Offshore oil extraction is transforming the economy of one of South America's smallest and poorest countries, Guyana. In 2015, ExxonMobil, an American oil giant, found the first of what are now 11 billion barrels of proven crude oil reserves, or about 0.6% of the world's total.

In 2028, it could reach 1.2 million barrels per day—a rate that would currently make Guyana one of the 20 largest oil producers. This is impressive for a country with a population of around 800,000. If a US giant like ExxonMobil is already present in Guyana and benefiting from high oil prices, this is bad news for Brazilian companies, which appear to be missing the boat on investing in Guyana.

In the market, it is said that by 2028, about a quarter of the additional oil supply will come from Latin America, reversing a decade of declining production in the region. Argentina, Brazil, and Guyana will grow, while other countries will decline. Although oil will still be needed throughout the energy transition, it will have to be produced cheaply and with low carbon emissions to remain competitive. Brazil and Guyana are likely to benefit more than most exporters.

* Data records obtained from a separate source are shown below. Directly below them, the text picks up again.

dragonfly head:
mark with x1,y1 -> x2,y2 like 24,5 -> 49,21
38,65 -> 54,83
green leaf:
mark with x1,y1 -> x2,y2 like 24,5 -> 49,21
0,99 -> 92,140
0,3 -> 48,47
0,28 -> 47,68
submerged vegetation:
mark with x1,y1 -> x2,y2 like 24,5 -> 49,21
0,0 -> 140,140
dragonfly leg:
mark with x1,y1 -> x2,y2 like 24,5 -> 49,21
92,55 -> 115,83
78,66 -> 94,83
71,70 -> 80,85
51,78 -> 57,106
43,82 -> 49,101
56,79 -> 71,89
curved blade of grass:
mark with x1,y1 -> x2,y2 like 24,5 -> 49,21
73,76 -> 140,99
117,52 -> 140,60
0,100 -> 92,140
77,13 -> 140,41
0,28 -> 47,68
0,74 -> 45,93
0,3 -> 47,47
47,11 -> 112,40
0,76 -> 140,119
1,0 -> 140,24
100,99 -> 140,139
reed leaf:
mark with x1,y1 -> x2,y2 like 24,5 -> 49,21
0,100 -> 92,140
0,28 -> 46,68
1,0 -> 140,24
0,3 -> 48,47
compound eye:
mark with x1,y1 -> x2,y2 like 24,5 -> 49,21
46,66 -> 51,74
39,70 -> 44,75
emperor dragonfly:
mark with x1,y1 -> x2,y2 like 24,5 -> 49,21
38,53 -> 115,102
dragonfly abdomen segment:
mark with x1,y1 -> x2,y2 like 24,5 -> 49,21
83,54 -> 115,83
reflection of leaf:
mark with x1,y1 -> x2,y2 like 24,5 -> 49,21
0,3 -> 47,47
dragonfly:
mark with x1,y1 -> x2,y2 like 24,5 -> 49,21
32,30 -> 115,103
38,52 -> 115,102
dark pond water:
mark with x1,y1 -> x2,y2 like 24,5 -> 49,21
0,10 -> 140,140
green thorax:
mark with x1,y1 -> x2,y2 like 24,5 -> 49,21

On the other hand, the energy transition will be punitive for other Latin American countries. Many state-owned oil companies are inefficient and produce dirty barrels. Countries such as Ecuador, Venezuela, and Mexico are unprepared, and this will have economic consequences.

In Brazil, this growth has been ongoing since 2006, with the discovery of pre-salt oil reserves. The image of President Lula with his hands covered in oil and wearing Petrobras orange overalls is unforgettable. Production from these fields increased from 41,000 barrels per day in 2010 to 2.2 million per day last year. The pre-salt fields have transformed Brazil into the eighth largest producer in the world. The geology, combined with Petrobras' investments in cutting-edge technology, makes extraction particularly efficient. It has long been known that Brazil can profitably produce oil at US$35 per barrel, less than half the current price. The amount of CO2 equivalent emitted per barrel is almost a third of the global average. This less polluting oil is already drawing the world's attention to the privileged barrels of Brazil and Guyana.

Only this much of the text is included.